Many homes have been forced into closure due to the amount of funding available for care from the council not meeting the strict standards of care regulator the Care Quality Commission.

The number of private providers declaring insolvency rose by 12 per cent last year.

The other funding option is from the local Clinical Commissioning Groups.

If they decide an elderly person meets the criteria for requiring nursing care they can receive two levels of funding.

The lower level is called Funded Nursing Care.

As from April 1 this was £156.25 a week.

The higher rate called Continuing Health Care Funding is between £576.25 and £595.25 per week.

However, to qualify for this the elderly person would need to have complex needs or be ‘end of life’.

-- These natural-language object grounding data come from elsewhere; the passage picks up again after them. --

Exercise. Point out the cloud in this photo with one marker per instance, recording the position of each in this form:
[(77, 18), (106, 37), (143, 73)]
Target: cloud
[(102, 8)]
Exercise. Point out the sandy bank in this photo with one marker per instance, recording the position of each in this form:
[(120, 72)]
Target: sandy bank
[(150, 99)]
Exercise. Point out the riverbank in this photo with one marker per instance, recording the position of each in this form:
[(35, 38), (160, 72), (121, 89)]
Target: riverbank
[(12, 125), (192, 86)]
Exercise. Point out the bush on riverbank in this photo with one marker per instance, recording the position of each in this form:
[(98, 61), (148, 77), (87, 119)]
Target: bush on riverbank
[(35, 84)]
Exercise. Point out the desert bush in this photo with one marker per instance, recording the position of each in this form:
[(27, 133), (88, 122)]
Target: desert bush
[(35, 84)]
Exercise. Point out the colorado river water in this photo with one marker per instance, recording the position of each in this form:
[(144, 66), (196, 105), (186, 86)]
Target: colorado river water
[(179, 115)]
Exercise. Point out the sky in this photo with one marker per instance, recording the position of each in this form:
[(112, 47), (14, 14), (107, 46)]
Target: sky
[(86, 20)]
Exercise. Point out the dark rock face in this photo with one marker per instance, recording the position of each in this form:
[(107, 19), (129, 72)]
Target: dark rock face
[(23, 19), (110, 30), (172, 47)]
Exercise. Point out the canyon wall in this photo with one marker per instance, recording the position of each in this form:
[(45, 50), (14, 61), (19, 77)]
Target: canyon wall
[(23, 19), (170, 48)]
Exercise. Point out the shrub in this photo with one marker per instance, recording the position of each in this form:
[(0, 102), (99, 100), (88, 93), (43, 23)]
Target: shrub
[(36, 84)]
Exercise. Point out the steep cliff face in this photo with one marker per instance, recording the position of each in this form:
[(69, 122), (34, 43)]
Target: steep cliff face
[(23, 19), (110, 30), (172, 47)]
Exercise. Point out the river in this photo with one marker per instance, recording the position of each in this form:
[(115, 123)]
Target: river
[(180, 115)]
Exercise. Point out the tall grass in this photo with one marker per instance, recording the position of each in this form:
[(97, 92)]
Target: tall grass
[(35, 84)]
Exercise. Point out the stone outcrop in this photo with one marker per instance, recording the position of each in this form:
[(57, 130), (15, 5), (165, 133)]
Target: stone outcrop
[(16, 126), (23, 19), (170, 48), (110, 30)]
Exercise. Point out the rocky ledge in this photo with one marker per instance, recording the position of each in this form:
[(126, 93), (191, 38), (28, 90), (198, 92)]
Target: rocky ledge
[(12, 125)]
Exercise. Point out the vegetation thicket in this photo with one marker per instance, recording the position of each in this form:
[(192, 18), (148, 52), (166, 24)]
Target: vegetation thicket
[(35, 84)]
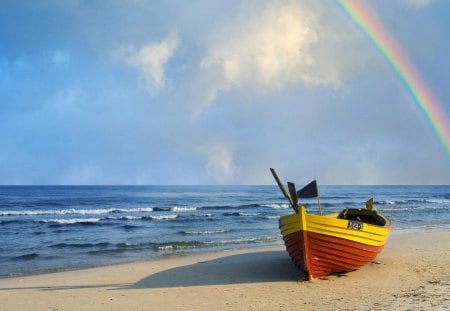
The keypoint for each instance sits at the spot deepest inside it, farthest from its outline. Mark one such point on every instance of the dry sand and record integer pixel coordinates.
(411, 273)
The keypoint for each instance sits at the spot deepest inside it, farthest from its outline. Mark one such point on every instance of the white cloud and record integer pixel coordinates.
(417, 3)
(272, 47)
(150, 61)
(220, 166)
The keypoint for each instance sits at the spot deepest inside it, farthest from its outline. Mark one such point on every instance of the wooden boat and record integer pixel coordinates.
(321, 245)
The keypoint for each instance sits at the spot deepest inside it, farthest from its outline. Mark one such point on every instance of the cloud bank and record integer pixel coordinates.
(150, 61)
(274, 46)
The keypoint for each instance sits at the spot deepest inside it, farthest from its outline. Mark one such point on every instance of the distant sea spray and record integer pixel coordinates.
(47, 228)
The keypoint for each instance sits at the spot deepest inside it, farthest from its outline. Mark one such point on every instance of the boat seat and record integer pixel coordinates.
(362, 215)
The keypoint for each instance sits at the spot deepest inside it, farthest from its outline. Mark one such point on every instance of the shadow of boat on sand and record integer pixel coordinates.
(254, 267)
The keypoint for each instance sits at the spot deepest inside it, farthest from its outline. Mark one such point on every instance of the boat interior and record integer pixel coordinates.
(363, 215)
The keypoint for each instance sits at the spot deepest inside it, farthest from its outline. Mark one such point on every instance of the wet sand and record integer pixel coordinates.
(411, 273)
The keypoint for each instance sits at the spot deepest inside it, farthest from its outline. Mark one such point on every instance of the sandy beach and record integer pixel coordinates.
(412, 273)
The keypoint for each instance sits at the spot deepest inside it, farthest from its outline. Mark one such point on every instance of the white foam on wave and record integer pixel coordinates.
(164, 217)
(77, 211)
(184, 209)
(206, 232)
(71, 220)
(277, 206)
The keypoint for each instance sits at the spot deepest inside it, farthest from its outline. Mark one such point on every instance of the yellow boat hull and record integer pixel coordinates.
(322, 245)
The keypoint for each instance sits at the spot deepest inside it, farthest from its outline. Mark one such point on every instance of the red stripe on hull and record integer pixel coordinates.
(327, 254)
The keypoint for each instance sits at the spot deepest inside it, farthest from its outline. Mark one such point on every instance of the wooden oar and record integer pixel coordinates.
(293, 192)
(283, 190)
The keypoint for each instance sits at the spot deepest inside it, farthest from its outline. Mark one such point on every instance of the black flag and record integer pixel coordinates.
(308, 191)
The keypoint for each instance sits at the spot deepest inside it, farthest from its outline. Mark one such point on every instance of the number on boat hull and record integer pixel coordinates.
(355, 225)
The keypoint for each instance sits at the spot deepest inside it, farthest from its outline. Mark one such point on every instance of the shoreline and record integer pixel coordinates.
(202, 252)
(412, 270)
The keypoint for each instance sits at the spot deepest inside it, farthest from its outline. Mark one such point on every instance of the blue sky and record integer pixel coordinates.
(216, 92)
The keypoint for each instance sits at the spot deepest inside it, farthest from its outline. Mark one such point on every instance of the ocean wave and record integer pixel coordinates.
(25, 257)
(277, 205)
(76, 211)
(204, 232)
(183, 209)
(70, 221)
(413, 201)
(243, 214)
(161, 217)
(81, 245)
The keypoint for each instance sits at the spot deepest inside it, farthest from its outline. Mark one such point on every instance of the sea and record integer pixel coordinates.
(55, 228)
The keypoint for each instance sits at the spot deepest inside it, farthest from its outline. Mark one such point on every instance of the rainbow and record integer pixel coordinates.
(366, 19)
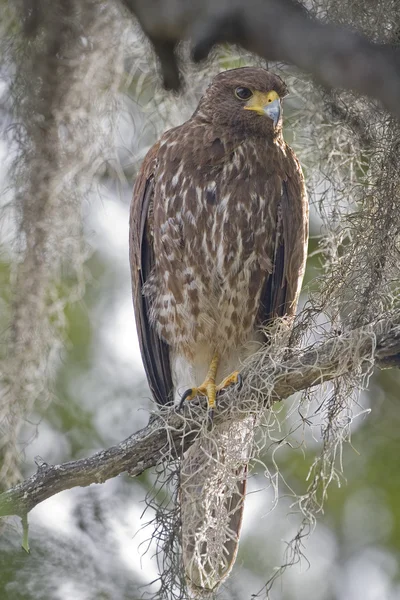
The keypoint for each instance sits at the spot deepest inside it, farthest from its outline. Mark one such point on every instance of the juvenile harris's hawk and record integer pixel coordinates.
(218, 237)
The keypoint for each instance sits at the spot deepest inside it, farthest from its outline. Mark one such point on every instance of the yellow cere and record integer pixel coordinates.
(260, 100)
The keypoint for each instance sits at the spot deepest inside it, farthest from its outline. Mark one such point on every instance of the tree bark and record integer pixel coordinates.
(169, 432)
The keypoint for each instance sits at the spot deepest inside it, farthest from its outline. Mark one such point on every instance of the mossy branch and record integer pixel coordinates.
(169, 432)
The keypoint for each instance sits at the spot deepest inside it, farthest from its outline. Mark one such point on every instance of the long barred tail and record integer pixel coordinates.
(212, 491)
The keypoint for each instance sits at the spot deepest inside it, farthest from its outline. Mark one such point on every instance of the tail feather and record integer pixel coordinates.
(212, 492)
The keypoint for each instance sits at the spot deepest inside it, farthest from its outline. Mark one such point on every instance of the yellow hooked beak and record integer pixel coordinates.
(265, 104)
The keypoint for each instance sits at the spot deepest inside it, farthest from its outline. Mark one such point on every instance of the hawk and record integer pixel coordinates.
(218, 243)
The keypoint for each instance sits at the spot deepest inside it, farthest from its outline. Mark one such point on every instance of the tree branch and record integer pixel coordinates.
(171, 431)
(280, 30)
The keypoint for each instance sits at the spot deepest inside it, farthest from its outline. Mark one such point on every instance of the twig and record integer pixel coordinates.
(277, 30)
(169, 430)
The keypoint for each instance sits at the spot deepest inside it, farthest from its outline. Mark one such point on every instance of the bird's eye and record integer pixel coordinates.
(243, 93)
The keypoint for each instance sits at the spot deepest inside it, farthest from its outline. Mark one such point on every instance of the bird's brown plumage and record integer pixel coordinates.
(219, 226)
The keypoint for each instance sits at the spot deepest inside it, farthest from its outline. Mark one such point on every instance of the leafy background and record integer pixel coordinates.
(93, 543)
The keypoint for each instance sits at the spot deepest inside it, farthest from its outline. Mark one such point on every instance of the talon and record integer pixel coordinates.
(188, 395)
(239, 381)
(233, 379)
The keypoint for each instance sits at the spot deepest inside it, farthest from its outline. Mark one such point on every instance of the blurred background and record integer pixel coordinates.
(89, 387)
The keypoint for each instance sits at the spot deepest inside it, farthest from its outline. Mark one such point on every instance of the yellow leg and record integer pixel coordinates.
(232, 379)
(208, 387)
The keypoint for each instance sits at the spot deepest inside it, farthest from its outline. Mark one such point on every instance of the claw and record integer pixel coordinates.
(185, 396)
(239, 381)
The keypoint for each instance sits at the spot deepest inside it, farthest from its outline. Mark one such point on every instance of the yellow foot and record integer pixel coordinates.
(209, 389)
(234, 378)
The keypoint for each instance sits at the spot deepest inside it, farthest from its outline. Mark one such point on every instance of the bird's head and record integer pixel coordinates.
(247, 100)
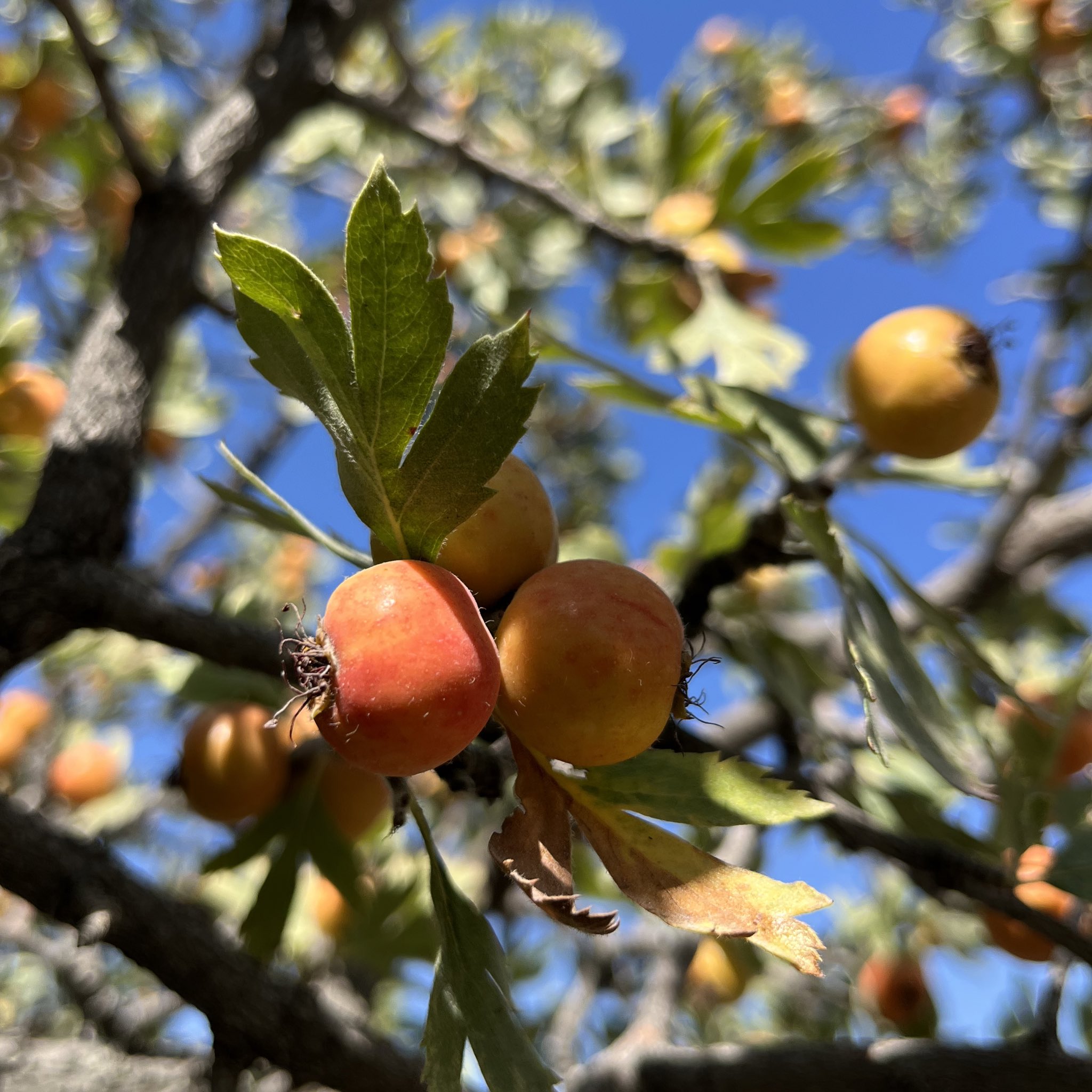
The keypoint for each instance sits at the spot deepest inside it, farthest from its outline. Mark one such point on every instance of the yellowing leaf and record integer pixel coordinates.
(694, 890)
(534, 848)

Though they promote this as ‘fully funded’, you won’t find a care home anywhere who can truly care for this elderly person for this rate.

Therefore, most will ask for a contribution on top.

The Government are wanting to introduce a lifetime cap on care costs of £72,000 which is being introduced in 2020.

However, this will not include ‘hotel costs’ ie bed and board and will still be means- tested depending on the individual’s finances and assets.

So I don’t see this making any difference.